You can work on recall, you can work on her threshold distances, but while you’re thinking of her as good with other dogs except... you’re doing her a massive disservice.

She’s not happy round other dogs, dogs don’t need to be, they do realistically need to be able to cope with other dogs doing their own thing in shared space, but they don’t need to interact with strange dogs.

And any time you introduce another dog to your house they should get separate walks and training...

Janeandjohnny · 12/12/2021 11:34

@CasaBonita
Thats a great post esp 'I don't believe that strange dogs have to interact with one another, in fact more often than not it's a recipe for disaster'

I am working with my GSD puppy right now and have a great trainer and her position is that with any dog you get a bag of behaviours and its up to us to minimise the undesirable ones and polish the ones we want. That said some breeds have a propensity to certain things so I have to really make sure my GSD sees tons of people early to avoid stranger reactivity- however the breed is supposed to be slightly aloof so I work with that. Trainer also has one main point she always makes.

  1. Set your dog up for success by minimising or avoiding any potential issues be it with people, other dogs etc. Dont give them the opportunity to have to use power/agression as they dont forget. So no off lead, no strange dogs, no play dates, no dog parks..
I fully accept my GSD will not be hanging out in dog parks or off lead- I am not going to try. Ideally he learns to ignore other dogs. There seems to be an obsession with the 'right' to be off lead in the UK.(I am not in the UK) hence all of these stories about attacks on other dogs. In my opinion every dog should be on lead when out. I hope the OP can go forward with her dog, its perfectly possible as long as its on lead and muzzled.
MynameisWa · 13/12/2021 21:49

Have to say that I live in an extremely dog heavy area where many, many dogs are out and about meeting each other and I never see a staffie. Perhaps other staffie owners are going to great lengths to avoid dog owners, as recommended by @tabulahrasa. Makes sense to find routes that are off the beaten track.

orangeblosssom · 22/12/2021 04:45

She sounds like she has emotionally unstable personality disorder. She could attack children in the future.

JaneEyress · 22/12/2021 04:54

Yet another violent pitbull with an irresponsible owner. I can’t believe the selfishness of people like OP who not only knowingly own aggressive dogs with a history of attacks but who then allow them off leash and unmuzzled! It boggles the mind. There are so many good dogs in the world who never get a chance due to resources being wasted rescuing and (unsuccessfully) rehabilitating aggressive pit bulls. It’s a tragedy.

Iluvfriends · 22/12/2021 05:53

A family member of mine throughout the years has had 3 Staffies, all were great with people but aggressive towards other dogs.
I really wouldn't trust a dog with these issues offl lead no matter how much training and progress was made. The potential damage to a much smaller dog really isn't worth the heartache.

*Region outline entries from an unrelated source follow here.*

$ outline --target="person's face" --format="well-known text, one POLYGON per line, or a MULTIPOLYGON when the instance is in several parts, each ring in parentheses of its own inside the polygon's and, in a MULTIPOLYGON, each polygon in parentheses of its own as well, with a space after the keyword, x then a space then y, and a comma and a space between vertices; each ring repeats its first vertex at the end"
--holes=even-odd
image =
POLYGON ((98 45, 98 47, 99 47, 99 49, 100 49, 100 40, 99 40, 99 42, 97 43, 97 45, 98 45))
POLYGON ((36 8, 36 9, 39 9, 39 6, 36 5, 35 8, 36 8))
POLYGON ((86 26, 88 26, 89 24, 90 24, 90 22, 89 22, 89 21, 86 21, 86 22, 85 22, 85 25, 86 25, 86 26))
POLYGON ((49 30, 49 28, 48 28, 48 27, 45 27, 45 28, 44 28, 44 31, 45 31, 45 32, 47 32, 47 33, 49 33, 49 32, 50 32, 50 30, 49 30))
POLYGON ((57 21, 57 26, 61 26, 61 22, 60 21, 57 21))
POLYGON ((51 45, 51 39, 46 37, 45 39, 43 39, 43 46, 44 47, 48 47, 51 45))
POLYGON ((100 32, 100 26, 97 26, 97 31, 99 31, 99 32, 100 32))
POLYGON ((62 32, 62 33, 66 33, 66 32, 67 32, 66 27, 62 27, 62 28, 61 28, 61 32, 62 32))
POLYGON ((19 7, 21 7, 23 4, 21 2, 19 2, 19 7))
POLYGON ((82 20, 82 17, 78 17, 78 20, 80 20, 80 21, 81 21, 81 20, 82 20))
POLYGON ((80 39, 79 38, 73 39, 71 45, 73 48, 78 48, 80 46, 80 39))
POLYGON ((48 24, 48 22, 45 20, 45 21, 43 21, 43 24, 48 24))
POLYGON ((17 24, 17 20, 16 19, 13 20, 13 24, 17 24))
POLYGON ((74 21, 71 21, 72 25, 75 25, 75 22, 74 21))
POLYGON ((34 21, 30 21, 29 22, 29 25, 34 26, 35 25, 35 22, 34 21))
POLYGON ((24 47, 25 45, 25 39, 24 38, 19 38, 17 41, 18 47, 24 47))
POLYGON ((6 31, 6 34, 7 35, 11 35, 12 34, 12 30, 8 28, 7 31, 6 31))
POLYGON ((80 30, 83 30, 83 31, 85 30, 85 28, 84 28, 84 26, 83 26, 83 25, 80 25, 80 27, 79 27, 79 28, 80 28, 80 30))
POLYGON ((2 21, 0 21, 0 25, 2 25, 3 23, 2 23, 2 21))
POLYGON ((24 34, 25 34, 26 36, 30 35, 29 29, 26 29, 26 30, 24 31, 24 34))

Rangoon · 22/12/2021 06:06

Flame me all you want but I'd put that dog down. Aggression was bred into that dog and it was the breeders' fault rather than the poor dog. I simply wouldn't have a dog that was that aggressive with other dogs. It's a small step from being aggressive to another dog to being aggressive with a small child. There are thousands of dogs that would love a good home - dogs that wouldn't hurt anybody.

SomepeopleareTERFSgetoverit · 22/12/2021 06:25

Having your dog attacked by an off-lead dog in a muzzle isn’t great either. Happened to my rescue boy and it left him with severe anxiety around the breed that did it.